What is out of bag error in Random Forests? Is it the optimal parameter for finding the right number of trees in a Random Forest?
问题:
回答1:
I will take an attempt to explain:
Suppose our training data set is represented by T and suppose data set has M features (or attributes or variables).
T = {(X1,y1), (X2,y2), ... (Xn, yn)}
and
Xi is input vector {xi1, xi2, ... xiM}
yi is the label (or output or class).
summary of RF:
Random Forests algorithm is a classifier based on primarily two methods -
- Bagging
- Random subspace method.
Suppose we decide to have S
number of trees in our forest then we first create S
datasets of "same size as original"
created from random resampling of data in T with-replacement (n times for each dataset). This will result in {T1, T2, ... TS}
datasets. Each of these is called a bootstrap dataset. Due to "with-replacement" every dataset Ti
can have duplicate data records and Ti can be missing several data records from original datasets. This is called Bootstrapping
. (en.wikipedia.org/wiki/Bootstrapping_(statistics))
Bagging is the process of taking bootstraps & then aggregating the models learned on each bootstrap.
Now, RF creates S
trees and uses m (=sqrt(M) or =floor(lnM+1))
random subfeatures out of M
possible features to create any tree. This is called random subspace method.
So for each Ti
bootstrap dataset you create a tree Ki
. If you want to classify some input data D = {x1, x2, ..., xM}
you let it pass through each tree and produce S
outputs (one for each tree) which can be denoted by Y = {y1, y2, ..., ys}
. Final prediction is a majority vote on this set.
Out-of-bag error:
After creating the classifiers (S
trees), for each (Xi,yi)
in the original training set i.e. T
, select all Tk
which does not include (Xi,yi)
. This subset, pay attention, is a set of boostrap datasets which does not contain a particular record from the original dataset. This set is called out-of-bag examples. There are n
such subsets (one for each data record in original dataset T). OOB classifier is the aggregation of votes ONLY over Tk
such that it does not contain (xi,yi)
.
Out-of-bag estimate for the generalization error is the error rate of the out-of-bag classifier on the training set (compare it with known yi
's).
Why is it important? The study of error estimates for bagged classifiers in Breiman [1996b], gives empirical evidence to show that the out-of-bag estimate is as accurate as using a test set of the same size as the training set. Therefore, using the out-of-bag error estimate removes the need for a set aside test set.

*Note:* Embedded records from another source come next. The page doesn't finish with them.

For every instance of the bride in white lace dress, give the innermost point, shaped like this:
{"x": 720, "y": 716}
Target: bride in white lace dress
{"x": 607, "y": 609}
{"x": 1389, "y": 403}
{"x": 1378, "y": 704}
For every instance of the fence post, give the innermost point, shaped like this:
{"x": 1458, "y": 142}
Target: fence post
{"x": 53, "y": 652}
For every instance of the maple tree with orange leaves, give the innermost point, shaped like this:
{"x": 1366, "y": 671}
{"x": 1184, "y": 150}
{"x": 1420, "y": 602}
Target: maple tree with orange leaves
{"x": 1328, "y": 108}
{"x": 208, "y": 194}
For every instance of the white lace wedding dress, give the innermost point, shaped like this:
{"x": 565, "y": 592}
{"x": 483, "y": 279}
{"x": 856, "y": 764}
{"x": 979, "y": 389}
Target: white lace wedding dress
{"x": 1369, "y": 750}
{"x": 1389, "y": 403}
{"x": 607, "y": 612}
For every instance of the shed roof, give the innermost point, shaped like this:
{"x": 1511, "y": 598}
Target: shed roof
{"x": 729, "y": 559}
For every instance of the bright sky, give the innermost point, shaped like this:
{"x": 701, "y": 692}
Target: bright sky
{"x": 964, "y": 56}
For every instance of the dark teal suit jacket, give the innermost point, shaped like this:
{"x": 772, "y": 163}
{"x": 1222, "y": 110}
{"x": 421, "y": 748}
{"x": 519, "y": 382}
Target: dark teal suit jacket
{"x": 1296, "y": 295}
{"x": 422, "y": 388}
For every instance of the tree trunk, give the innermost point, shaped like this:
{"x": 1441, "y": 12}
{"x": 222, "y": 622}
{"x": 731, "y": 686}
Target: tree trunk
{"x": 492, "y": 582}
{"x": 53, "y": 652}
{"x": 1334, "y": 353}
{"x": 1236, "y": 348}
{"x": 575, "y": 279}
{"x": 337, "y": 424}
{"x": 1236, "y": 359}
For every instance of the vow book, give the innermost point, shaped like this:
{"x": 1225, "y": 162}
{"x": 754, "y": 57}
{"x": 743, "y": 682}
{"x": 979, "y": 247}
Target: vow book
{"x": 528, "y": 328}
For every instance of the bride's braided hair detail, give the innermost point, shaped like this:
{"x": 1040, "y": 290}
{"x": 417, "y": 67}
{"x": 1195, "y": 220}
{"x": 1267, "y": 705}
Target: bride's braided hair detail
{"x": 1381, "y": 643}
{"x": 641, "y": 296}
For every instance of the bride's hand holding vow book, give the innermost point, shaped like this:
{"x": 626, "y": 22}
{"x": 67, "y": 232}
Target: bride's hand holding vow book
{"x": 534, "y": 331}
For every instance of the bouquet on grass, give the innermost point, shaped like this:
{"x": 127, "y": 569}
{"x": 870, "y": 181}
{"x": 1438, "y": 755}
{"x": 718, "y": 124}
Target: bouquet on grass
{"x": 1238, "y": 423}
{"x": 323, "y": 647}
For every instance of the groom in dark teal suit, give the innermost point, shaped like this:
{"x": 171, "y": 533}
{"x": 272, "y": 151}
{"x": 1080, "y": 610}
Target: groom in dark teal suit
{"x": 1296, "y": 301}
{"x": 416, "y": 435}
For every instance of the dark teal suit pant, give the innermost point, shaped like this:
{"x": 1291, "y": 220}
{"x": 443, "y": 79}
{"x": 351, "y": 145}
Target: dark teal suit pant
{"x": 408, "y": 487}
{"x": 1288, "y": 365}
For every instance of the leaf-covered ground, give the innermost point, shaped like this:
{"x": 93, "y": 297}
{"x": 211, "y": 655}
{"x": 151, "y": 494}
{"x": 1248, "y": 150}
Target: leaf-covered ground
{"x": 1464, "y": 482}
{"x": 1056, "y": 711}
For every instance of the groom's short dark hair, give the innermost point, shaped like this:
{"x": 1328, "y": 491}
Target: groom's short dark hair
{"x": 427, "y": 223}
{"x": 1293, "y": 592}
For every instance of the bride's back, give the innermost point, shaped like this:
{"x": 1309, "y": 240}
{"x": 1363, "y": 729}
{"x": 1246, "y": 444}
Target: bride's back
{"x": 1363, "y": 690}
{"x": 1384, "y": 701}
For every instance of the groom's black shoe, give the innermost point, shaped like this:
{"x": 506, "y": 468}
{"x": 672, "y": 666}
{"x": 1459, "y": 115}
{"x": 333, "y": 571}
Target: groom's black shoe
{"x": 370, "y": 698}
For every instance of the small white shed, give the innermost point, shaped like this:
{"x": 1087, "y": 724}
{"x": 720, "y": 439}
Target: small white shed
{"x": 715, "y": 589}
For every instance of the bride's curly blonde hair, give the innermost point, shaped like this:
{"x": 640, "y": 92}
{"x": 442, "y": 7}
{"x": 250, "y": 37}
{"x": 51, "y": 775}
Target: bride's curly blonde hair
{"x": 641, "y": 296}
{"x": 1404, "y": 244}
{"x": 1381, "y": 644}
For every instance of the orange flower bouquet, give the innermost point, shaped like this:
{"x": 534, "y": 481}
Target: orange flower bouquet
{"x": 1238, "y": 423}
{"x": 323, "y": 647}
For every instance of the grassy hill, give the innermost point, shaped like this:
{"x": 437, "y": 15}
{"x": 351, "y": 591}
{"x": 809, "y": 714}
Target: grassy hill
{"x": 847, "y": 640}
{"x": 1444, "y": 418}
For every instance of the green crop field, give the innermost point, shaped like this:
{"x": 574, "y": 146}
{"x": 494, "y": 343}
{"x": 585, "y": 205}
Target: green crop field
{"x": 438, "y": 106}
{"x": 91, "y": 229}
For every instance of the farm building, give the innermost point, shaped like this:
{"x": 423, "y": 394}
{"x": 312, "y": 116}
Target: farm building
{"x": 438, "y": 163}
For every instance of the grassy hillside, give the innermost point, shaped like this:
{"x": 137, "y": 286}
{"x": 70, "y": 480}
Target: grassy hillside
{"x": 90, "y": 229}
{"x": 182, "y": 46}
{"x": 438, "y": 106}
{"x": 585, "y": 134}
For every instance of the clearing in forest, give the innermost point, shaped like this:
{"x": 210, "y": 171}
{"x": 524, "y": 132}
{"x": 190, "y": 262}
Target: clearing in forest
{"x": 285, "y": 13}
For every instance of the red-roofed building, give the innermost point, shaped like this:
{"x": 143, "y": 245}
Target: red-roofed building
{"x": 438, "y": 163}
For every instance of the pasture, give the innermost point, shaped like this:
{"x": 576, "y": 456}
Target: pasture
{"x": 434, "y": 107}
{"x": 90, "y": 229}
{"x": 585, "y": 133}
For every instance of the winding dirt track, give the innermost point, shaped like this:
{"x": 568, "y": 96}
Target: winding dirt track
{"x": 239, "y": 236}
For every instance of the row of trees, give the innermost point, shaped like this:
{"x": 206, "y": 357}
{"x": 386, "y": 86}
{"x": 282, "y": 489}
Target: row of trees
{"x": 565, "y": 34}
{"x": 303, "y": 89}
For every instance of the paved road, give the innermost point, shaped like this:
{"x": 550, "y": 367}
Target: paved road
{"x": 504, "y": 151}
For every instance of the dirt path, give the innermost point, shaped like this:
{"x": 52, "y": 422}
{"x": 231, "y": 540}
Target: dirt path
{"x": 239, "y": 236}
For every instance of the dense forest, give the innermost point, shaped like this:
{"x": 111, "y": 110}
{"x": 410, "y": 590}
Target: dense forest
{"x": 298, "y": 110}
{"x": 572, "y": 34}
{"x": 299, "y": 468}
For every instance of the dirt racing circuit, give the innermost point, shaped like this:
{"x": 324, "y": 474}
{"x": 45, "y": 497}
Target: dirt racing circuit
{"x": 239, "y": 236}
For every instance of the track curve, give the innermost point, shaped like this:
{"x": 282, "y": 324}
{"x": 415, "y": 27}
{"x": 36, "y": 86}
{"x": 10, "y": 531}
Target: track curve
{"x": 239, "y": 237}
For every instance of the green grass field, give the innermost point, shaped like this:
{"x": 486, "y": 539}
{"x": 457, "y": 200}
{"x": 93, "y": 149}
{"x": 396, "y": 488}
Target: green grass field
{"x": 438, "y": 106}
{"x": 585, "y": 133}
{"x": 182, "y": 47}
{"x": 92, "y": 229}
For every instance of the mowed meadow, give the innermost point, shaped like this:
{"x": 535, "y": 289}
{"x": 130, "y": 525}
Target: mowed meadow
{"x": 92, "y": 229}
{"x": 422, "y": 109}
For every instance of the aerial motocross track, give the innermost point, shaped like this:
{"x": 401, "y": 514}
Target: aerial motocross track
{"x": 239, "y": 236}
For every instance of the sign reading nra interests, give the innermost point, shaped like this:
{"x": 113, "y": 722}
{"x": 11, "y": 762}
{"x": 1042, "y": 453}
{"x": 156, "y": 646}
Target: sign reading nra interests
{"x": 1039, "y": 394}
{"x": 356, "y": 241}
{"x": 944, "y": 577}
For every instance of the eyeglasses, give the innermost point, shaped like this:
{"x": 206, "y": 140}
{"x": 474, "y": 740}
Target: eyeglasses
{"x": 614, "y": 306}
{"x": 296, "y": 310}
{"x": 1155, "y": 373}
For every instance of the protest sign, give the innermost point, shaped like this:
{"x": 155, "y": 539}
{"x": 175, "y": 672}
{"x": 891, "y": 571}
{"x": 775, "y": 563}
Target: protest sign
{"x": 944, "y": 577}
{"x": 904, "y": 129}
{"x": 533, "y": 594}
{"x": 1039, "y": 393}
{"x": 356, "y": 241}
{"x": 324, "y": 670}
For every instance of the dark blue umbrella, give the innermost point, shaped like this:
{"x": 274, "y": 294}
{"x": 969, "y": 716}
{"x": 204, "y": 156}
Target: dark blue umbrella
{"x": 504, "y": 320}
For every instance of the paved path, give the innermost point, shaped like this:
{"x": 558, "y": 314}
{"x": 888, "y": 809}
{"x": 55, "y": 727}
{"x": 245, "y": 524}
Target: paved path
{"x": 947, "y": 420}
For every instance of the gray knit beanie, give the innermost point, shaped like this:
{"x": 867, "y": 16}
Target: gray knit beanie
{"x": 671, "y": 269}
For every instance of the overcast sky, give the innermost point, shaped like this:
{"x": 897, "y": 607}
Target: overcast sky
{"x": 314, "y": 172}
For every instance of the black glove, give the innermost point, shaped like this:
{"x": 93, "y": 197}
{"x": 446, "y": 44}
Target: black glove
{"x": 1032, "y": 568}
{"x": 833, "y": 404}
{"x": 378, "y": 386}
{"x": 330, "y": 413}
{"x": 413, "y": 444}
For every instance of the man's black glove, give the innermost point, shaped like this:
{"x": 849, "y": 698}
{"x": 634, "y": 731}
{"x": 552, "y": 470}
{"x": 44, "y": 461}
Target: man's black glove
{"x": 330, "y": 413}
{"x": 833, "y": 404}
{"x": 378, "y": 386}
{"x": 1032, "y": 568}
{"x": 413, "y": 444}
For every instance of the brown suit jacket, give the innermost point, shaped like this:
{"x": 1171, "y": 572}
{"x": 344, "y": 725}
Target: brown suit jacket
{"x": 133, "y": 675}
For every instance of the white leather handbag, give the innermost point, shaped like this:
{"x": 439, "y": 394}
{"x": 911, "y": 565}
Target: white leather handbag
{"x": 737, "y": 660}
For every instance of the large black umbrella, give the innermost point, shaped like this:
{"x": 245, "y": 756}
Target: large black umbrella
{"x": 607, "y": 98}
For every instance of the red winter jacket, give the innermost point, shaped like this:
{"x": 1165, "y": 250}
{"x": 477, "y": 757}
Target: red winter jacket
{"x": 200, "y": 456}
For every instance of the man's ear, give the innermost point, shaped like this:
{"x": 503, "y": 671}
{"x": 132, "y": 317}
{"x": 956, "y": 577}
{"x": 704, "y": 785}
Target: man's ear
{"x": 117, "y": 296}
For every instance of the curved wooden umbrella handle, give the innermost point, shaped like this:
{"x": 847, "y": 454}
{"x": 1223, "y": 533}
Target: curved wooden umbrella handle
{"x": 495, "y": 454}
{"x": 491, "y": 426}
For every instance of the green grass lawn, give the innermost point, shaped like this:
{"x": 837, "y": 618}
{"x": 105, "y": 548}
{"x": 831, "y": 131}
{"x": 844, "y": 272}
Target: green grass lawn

(Thanks @Rudolf for corrections. His comments below.)
回答2:
In Breiman's original implementation of the random forest algorithm, each tree is trained on about 2/3 of the total training data. As the forest is built, each tree can thus be tested (similar to leave one out cross validation) on the samples not used in building that tree. This is the out of bag error estimate - an internal error estimate of a random forest as it is being constructed.